Şimdide yarım bıraktığım kitabı mı bitireyim?

4 Haziran 2014 Çarşamba

Mutfağımın Yeni Yıldızı Tarhun Otu

Son zamanlardaki seyrettiğim yemek programlarında kullanılan bir bitkiden söz etmek istiyorum bu sefer,  Tarhun Otu. 

Bir kaç yemek tarifinde rastladım tarhun otuna. Aromatik tat olarak bahsediliyor genelde de. 

Tadı ve kokusunu merak ettiğimden bende denemek istedim ve seyretmiş olduğum bir tarif olan patates salatasını yaptım. 

Ayrıca yeni bir et yemeği tarifi denerken tarhun otunu tekrar kullanmak istedim ve etin pişmesine yakın bir tutam da ekledim.  Yemek pişerken mutfağımı mis gibi bir koku kapladı. Akşam yemeğimi sunduğumda eşim eti çok lezzetli buldu ve "İçinde değişik bir tat var. Ne koydun içine ne?" dedi. (Eşimi yeni yemeklerimi test ederken kobay olarak kullanıyorum)

Ben aktardan kurutulmuş olanını alarak kullandım. Ayrıca taze olarak ta satılmaktaymış. İlk kez böyle bir bitkinin varlığından haberdar oldum ve faydalarını merak ettim. Doğadaki diğer bitkiler gibi Tarhun otunun da bir çok şeye iyi geldiğini gördüm. Sizde merak edip daha detaylı okumak isterseniz buradan bilgi edinebilirsiniz.

  • İdrar söktürücü, vücutta biriken tuzu ve suyu atmaya yardımcı, Hazımsızlık giderici, mide hastalıkları için yardımcı, gaz giderici, bağırsak solucanları düşürücü 
Kurutulmuş tarhun otu yüksek aromatik kokusundan dolayı ve lezzetinin yoğun olmasından kaynaklı genelde az kullanılıyor. Edindiğim bilgiler doğrultusunda bende uygulama yaparken bir tutam olarak kullandım. 

Ayrıca kurutulmuş tarhun otu yaprakları saplarından çekerek kullanılmalı ki yerken ağzınıza sapları gelmesin. 

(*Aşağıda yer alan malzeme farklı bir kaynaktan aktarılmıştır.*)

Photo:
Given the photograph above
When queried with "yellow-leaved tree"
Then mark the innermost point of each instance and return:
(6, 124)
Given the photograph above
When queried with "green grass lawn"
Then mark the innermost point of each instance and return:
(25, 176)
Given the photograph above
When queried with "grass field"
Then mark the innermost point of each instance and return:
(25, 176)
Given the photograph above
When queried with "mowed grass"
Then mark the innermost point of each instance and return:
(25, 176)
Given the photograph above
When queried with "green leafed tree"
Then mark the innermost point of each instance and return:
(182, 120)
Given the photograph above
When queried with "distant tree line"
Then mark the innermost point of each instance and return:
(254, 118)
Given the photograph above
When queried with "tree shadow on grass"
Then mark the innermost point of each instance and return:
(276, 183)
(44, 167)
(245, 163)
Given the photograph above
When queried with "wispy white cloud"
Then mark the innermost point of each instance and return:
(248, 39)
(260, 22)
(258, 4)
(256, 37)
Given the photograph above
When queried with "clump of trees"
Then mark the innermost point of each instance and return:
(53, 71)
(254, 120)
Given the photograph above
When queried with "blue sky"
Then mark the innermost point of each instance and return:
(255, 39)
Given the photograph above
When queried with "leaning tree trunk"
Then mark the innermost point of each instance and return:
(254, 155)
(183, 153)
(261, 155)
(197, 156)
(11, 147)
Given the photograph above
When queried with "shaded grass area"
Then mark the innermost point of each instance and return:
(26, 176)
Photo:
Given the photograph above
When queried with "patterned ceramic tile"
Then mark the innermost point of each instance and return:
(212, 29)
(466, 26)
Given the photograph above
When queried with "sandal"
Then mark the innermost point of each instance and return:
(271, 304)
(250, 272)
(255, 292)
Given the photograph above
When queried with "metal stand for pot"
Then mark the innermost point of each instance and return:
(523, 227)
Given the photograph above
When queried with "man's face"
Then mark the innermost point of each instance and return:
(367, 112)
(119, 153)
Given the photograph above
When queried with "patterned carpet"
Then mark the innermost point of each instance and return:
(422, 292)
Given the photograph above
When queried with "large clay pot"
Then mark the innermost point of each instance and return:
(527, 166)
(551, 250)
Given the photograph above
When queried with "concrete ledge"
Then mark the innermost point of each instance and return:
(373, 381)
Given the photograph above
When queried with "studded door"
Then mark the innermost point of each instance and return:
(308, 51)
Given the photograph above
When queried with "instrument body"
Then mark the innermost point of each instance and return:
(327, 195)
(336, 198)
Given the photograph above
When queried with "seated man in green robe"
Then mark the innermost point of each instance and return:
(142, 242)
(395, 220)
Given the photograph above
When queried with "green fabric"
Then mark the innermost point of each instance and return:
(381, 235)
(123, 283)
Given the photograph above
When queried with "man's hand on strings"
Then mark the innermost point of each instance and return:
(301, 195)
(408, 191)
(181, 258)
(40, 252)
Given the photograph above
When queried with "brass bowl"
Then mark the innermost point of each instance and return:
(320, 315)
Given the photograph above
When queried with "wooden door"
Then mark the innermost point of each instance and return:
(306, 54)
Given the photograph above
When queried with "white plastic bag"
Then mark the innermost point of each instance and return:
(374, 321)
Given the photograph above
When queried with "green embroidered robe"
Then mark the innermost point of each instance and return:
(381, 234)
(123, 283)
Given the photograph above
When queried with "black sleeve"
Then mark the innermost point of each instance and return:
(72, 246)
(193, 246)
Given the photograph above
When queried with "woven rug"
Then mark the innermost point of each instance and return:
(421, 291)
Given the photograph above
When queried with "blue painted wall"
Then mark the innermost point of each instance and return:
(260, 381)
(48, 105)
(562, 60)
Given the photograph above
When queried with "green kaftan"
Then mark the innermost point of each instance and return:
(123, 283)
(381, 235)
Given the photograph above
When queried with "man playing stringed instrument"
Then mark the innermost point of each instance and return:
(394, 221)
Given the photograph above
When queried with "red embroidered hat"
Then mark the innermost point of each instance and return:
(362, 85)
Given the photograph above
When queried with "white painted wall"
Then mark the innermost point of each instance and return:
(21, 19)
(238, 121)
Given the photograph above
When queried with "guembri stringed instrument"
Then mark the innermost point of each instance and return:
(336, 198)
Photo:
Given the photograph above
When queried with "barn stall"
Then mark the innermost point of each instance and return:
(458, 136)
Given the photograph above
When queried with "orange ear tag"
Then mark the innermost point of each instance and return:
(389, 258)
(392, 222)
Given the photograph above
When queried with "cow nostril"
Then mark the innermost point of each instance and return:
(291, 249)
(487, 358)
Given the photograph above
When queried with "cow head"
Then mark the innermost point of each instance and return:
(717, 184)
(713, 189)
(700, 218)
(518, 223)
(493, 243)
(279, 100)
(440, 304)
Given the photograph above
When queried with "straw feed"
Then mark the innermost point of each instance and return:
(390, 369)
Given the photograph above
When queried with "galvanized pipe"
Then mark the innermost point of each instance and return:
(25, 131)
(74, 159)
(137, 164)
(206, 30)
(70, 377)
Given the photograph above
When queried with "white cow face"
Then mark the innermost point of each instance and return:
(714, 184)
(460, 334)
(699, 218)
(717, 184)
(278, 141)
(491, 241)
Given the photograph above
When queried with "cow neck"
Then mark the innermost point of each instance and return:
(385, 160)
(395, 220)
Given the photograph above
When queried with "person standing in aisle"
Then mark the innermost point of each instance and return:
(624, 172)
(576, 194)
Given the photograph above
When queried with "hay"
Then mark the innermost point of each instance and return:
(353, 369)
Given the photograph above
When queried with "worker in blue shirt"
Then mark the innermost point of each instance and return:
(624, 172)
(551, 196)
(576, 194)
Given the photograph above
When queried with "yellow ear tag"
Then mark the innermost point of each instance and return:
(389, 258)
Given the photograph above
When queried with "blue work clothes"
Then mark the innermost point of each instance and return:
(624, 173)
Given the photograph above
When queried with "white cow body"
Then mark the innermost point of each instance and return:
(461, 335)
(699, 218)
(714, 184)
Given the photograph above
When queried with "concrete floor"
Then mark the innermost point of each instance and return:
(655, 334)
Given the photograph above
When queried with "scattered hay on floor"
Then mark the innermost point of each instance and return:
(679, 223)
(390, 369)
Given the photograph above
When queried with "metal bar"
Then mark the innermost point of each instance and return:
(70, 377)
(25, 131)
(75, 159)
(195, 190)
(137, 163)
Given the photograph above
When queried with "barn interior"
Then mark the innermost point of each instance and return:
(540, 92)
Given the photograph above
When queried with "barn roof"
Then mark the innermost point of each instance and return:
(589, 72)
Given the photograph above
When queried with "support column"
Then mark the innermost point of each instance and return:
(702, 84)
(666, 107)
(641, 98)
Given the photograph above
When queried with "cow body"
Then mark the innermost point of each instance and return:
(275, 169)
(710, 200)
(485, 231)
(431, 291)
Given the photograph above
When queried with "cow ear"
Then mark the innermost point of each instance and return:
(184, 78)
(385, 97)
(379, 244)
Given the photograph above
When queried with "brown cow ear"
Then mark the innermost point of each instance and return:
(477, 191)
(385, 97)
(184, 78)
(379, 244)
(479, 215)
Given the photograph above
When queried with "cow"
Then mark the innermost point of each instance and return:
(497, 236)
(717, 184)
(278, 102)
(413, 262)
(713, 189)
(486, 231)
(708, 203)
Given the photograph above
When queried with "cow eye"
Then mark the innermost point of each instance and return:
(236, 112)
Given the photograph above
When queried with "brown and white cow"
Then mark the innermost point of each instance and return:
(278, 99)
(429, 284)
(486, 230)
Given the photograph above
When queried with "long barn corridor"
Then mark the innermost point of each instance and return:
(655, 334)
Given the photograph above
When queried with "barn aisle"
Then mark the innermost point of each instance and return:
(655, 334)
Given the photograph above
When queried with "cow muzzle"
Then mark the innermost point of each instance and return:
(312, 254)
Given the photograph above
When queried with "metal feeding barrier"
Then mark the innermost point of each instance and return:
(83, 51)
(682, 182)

Ben aktardan az miktarda satın aldım. Sizde denemek isterseniz çok fazla miktarda satın almamaya özen gösteriniz. Sonra beğenmeye bilirsiniz...

Tarhun otu hoş ve ferah tarçına benzer bir tadı var sanki. Ben çok beğendim ve kullanıyorum. Tarhun çayı da yapılıyormuş, onuda en kısa zamanda denemeyi düşünüyorum. 

Eğer denerseniz olumlu veya olumsuz bana yorumunuzu yapmanızı isterim.